- Born: KwaZulu-Natal, South Africa
- Education: Master of Laws degree from Harvard Law School (1988), Bachelor of Laws degree from University of Zululand (1980)
- Occupation: Chairperson of the South African Human Rights Commission
- Years active: 2017–present

= Bongani Christopher Majola =

Bongani Christopher Majola is an advocate of the High Court of South Africa, an academic, human rights scholar, and the previous Assistant Secretary-General of the United Nations (UN) International Criminal Tribunal for Rwanda (ICTR). He currently serves as the chairperson of the South African Human Rights Commission.

== Academic background ==

=== South African studies ===
Bongani Majola did his studies in law at the University of Zululand and obtained a Public Service Law Diploma in 1975, a Public Service Senior Law Certificate in 1977 and a Bachelor of Laws (LLB) degree in 1982. From 1982 to 1988 he was a senior lecturer and the Associate Professor of Law at the University of Bophuthatswana where he was responsible for teaching law courses to undergraduate and postgraduate students. Majola then became a professor and the dean of the law faculty at the University of the North from 1989 to 1996.

=== International studies ===
Majola obtained a Master of Laws (LLM) degree from Harvard Law School in 1988. In 1990 he spent time at the School of Advanced International Studies at Johns Hopkins University in Washington, D.C., as a visiting professor, and in 1993/4 he was at Yale University as a research fellow.

== Career ==

=== Early career ===
Majola's career began as an Administrative Clerk and Clerk of the Magistrate's Court from 1971 to 1974 in the Madadeni district in KwaZulu-Natal, where he conducted "mostly government clerical work including collection of revenue, population registration, writing reports and labour matters." His experience with criminal trials started in Madadeni when he was appointed the District Court Magistrate from 1977 to 1979, following which he was seconded to the Institute for Public Service Training at the University of Zululand as a magistrate and lecturer from 1979 to 1982 - which also coincided with his studies at the university. Majola served as a legal adviser to Theme Committee 3 of the South African Constitutional Assembly that was responsible for drafting the Constitution of South Africa in 1995.

=== Legal Resources Centre ===

After his academic career Majola moved to Johannesburg in 1996 where he was appointed the National Director of the Legal Resources Centre (LRC), which is a non-profit public interest law organisation that defends poor and marginalised people in South Africa. During his time at the LRC he was involved with the Treatment Action Campaign in 2002 in relation to the "constitutional provisions dealing with the right of access by poor people to medical [health] care." In December 2000 Majola was elected to the board of the South African arm of the Open Society Foundations by billionaire and philanthropist George Soros.
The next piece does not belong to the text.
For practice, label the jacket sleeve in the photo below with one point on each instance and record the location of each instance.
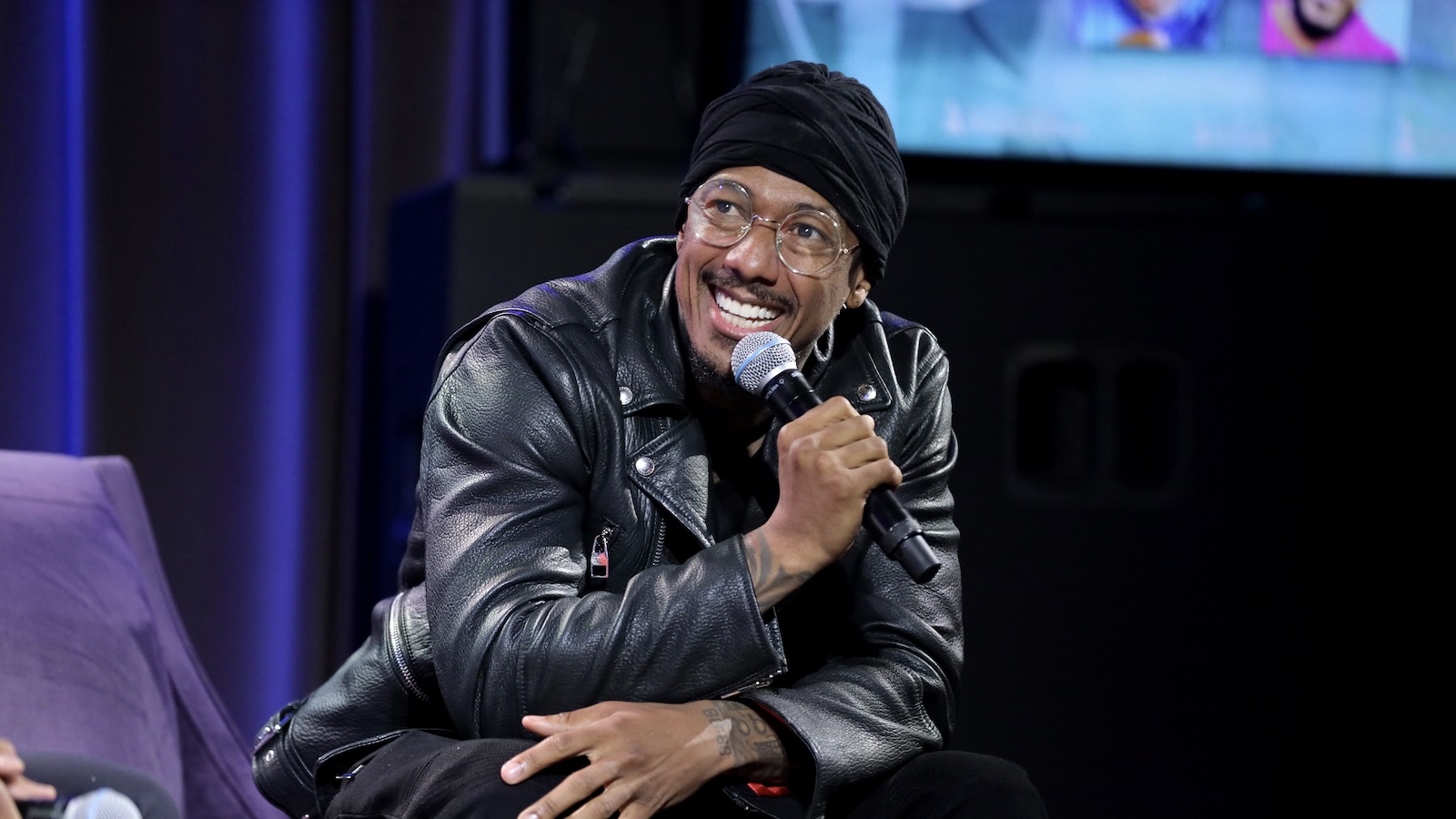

On the 21st anniversary of the LRC, Majola wrote an article about the significant contributions made by the LRC to the "development of a human rights jurisprudence and the strengthening of constitutional democracy" in South Africa.

=== United Nations ===

==== ICTR Deputy Chief Prosecutor ====
In January 2003 Majola left the LRC to become the Deputy Chief Prosecutor at the UN ICTR headquartered in Arusha, Tanzania. His work included supporting the Chief Prosecutor Hassan Bubacar Jallow in "the prosecution of suspects indicted for international crimes of genocide, crimes against humanity and war crimes committed during the Rwandan genocide of 1994." In a report by the Institute of Security Studies on the investigation and prosecution of international crimes, Majola wrote an article on the work of the ICTR and the challenges pertaining to the prosecution of persons accused of "genocide, crimes against humanity and war crimes".
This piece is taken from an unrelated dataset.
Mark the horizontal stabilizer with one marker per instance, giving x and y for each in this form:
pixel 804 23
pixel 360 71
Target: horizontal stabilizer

==== ICTR Assistant Secretary-General ====

After 10 years as the Deputy Chief Prosecutor of the ICTR, Majola was appointed by Secretary-General of the United Nations, Ban Ki-moon, as the Assistant Secretary-General of the UN and Registrar of the ICTR. His role as Registrar was to support the organs of the ICTR, which are the judges, the Chambers and the Office of the Prosecutor. His duties also included being the head of the ICTR administration where he provided court management services, staff management, administrative support and Majola "handled related litigation within the UN internal justice system." Following the successful conclusion of the mandate of the ICTR and its subsequent closure in December 2015, Majola left his position as the Assistant Secretary-General.

==== South African Human Rights Commission ====

On 2 December 2016 President Jacob Zuma appointed Majola as the chairperson of the South African Human Rights Commission. Majola's seven-year term commenced on 3 January 2017.